Hasta hoy, esta normativa nunca ha sido aplicada porque, pese a los altercados entre el Viceministerio y los “empresarios”, habría contubernios que pesan más que la ley. Las víctimas de siempre son los usuarios, expuestos a maltratos diversos; no los sufren los habitantes de otras zonas del país, que también aportan para abaratar el pasaje en el área metropolitana de Asunción. Ya se verá si el nuevo conflicto induce a los transportistas a perpetrar un nuevo paro; si así fuera, habrá que hacerles sentir todo el rigor de la ley. ¿O se teme que ello tendría consecuencias demasiado graves, como la total paralización del servicio tan mal prestado? Si así fuera, no tendría sentido que las disposiciones legales referidas siguieran solo formalmente en vigencia: sería mejor derogarlas de una vez por todas, si el Poder Ejecutivo, que por su parte está obligado a pagar una deuda pública, no puede ni quiere hacerlas cumplir.

En cuanto a los usuarios: no deben seguir soportando las consecuencias de los desaciertos o fechorías del Viceministerio y de los “empresarios”; para ello, es necesario que intervenga con mucha mayor frecuencia la Secretaría de Defensa del Consumidor y el Usuario (Sedeco), acompañando, en el marco de sus atribuciones, las iniciativas de la Organización de Pasajeros del Área Metropolitana de Asunción (Opama). Ya se debe poner coto a tantos desmanejos, derivados de la incompetencia de unos y de la arbitrariedad de otros. Los usuarios del transporte público no deben seguir siendo víctimas de un sistema fallido, por culpa de quienes, como es obvio, no se ven forzados a recurrir a buses repletos y deteriorados.

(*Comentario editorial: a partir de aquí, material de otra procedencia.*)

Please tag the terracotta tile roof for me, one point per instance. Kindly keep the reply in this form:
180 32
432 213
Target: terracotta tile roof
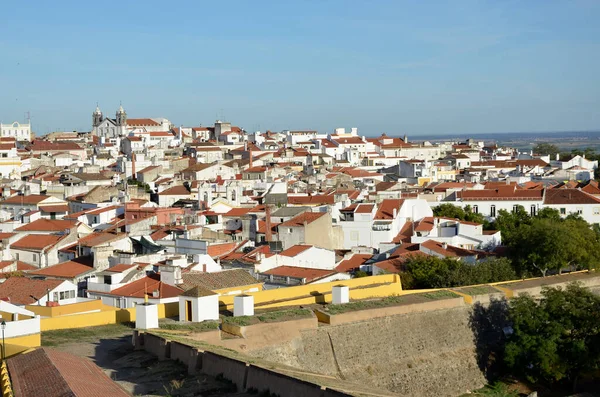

El pésimo servicio ofrecido supone un destrato cotidiano a quienes, por motivos económicos, no tienen la opción de valerse de otros medios de traslado: son los clientes cautivos de quienes acostumbran a “tirarse la pelota” para eludir sus respectivas responsabilidades. Según lo admitió ayer César Ruiz Díaz, ya empezaron las “reguladas” debido a la falta de pago del subsidio estatal. Por ahora, no estaría previsto un paro porque “termina castigando al pueblo”: lo dijo muy suelto de cuerpo, como si las “reguladas” no lo castigaran. Solo cabe preguntar: hasta cuándo durará esta tortura a los usuarios del transporte público.